親水コロイドの場合、多量の電解質添加で塩析します。

 

参考)Hofmeister順列
塩析効果の強さを示しています。原子番号が小さいほど、塩析力は強いです。(考え方:原子番号が小さい方が、原子半径が小さいため、中心までの距離が短くイオンを引っ張る力が強い。)
陰イオン:有機酸⁻>Cl⁻>Br⁻>NO₃⁻>I⁻
陽イオン:Li⁺>Na⁺>K⁺>Rb⁺>Cs⁺
     Mg²⁺>Ca²⁺>Ba²⁺

 

~コアセルベーション~ 塩析の応用例について学ぼう!

反対電荷の親水コロイドや有機溶媒を混合することで、コロイドに富む相と乏しい相に分離することをコアセルベーショ
ンと言います。この現象はマイクロカプセルの調整に用いられています。

 

下記の図の例では、親水コロイドにアルコールなどを添加し塩析を起こします。そうすると、コロイドに富む層と乏しい層の2つに分離します。
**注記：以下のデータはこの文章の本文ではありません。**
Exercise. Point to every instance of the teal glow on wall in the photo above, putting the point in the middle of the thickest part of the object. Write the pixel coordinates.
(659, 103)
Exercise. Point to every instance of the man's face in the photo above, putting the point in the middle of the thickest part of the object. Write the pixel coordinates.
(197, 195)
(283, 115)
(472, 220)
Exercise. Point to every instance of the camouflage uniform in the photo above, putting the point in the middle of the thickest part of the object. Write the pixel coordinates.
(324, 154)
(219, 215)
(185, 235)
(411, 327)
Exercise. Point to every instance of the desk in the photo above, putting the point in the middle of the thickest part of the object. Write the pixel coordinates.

ここに薬剤などを含めておくことでマイクロカプセルの調整に応用しています。

 

コアセルベーション

 

DLVO理論

粒子間にはファンデルワールス力と静電的な反発力が働いています。コロイドの安定性は、この粒子間のファンデルワールス力と静電反発力の総和で決まります。この関係性を説明しているのがDLVO理論です。

 

〈異なる添加塩濃度におけるコロイド粒子間相互作用のポテンシャルエネルギーと粒子間距離との関係〉
DLVO理論
図の見方について説明していきます。
VAのファンデルワールス力については引力として働いています。粒子間距離が近い場合(左側が粒子間距離0)は、VA
が大きく働くことが示されています。
一方、VRでは塩の添加量を増やしていくと、静電相互作用ポテンシャルエネルギーは、VR₁、VR₂、VR₃の順に小さくなります。VtはVAとVRの和となっているので、VRの変化に伴って全ポテンシャルエネルギーは、VT₁、VT₂、VT₃と変化していきます。

 

VT₁の場合は、ずっと反発力の方が大きく働いているため、凝集することなく安定な状態です。
VT₂の場合は、引力が働き凝集が起きる状態ですが、緩やかな凝集であるため、振り混ぜることで再分散します。
VT₃の場合は、ファンデルワールス力が大きく、強く凝集が起こります。